One of trumps worst decisions was to hire this bum
Will be interesting to see if he goes rogue for the next guy. And if the Senate Repubs will let him.
This post was edited on 1/15/26 at 9:19 pm
Posted on 1/15/26 at 9:21 pm to NC_Tigah
quote:It's a cute idea. Why not lower rates to 0% for one day, sell all the debt, then raise it the following day? I'm sure nothing would go wrong.
Trump has said that. Repeatedly. A 1% rate increase in cost-of-carry increases our deficit $400B/yr
Posted on 1/15/26 at 11:52 pm to SDVTiger
quote:
No rates were at 9% when it hit 8% with lender paid comp
Non QM was 10% +
Posted on 1/16/26 at 7:03 am to Taxing Authority
quote:Because that is not the way it works. Rates are swapped as old bonds hit maturity and new instruments are auctioned. As low rate ZIRP bonds mature, they'll be exchanged for higher yield securities. How high depends in part on FOMC influence.
It's a cute idea. Why not lower rates to 0% for one day, sell all the debt, then raise it the following day?
Posted on 1/16/26 at 8:01 am to Timeoday
I disagree with your post. Cutting rates two months before an election doesn’t affect the election much. The only effect that would have is that credit card users would see a lower interest rate in the last couple of weeks leading to the election. I guess that could swing a very small number of votes, but if that was the intention, cutting six months out would be the best policy. That would allow time for mortgages, and business loans, to go down and for that free money to become stimulus for the economy.
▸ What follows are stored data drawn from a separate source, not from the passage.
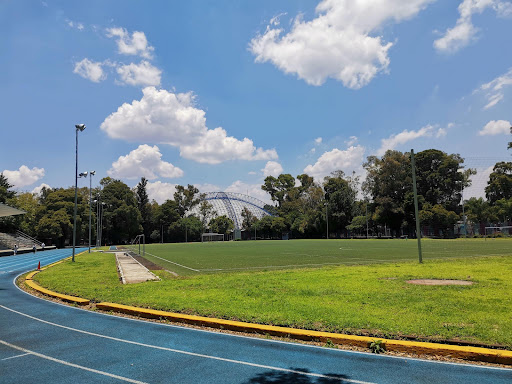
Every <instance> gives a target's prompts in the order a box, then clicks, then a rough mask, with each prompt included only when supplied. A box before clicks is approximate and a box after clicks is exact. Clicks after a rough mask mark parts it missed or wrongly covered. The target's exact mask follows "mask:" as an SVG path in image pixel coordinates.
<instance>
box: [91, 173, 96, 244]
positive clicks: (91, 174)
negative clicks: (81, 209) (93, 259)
mask: <svg viewBox="0 0 512 384" xmlns="http://www.w3.org/2000/svg"><path fill="white" fill-rule="evenodd" d="M95 174H96V171H90V172H89V253H91V225H92V221H91V217H92V177H93V176H94V175H95Z"/></svg>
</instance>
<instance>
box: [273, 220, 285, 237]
mask: <svg viewBox="0 0 512 384" xmlns="http://www.w3.org/2000/svg"><path fill="white" fill-rule="evenodd" d="M270 228H271V230H272V233H273V234H274V235H275V236H277V237H281V235H282V233H283V232H284V231H285V230H286V223H285V221H284V219H283V218H282V217H275V216H274V217H272V224H271V227H270Z"/></svg>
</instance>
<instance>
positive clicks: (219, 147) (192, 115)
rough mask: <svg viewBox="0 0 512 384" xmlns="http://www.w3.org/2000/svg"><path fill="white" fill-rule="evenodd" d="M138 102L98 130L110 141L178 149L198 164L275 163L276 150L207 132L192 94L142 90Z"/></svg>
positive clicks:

The notion that the Fed should have cut rates more by now seems missplaced to me. I could easily be wrong, because there is a lot I don’t understand about economics, but we are seeing robust growth in the economy and higher inflation than we’d like. Why cut rates in that environment? It seems to me that inflation would explode. I felt the same way about Biden’s trillion stimulus bill; it was throwing gasoline on a fire. This would be too, imo.
The notion that the Fed should have cut rates more by now seems missplaced to me. I could easily be wrong, because there is a lot I don’t understand about economics, but we are seeing robust growth in the economy and higher inflation than we’d like. Why cut rates in that environment? It seems to me that inflation would explode. I felt the same way about Biden’s trillion stimulus bill; it was throwing gasoline on a fire. This would be too, imo.
Posted on 1/16/26 at 8:13 am to LSURussian
Thats what i figured
You have no idea what saying but im rught like always
You have no idea what saying but im rught like always
Posted on 1/16/26 at 8:15 am to SDVTiger
quote:
You have no idea what saying but im rught like always
You weren't even right about the pigeon English "sentence" you just typed.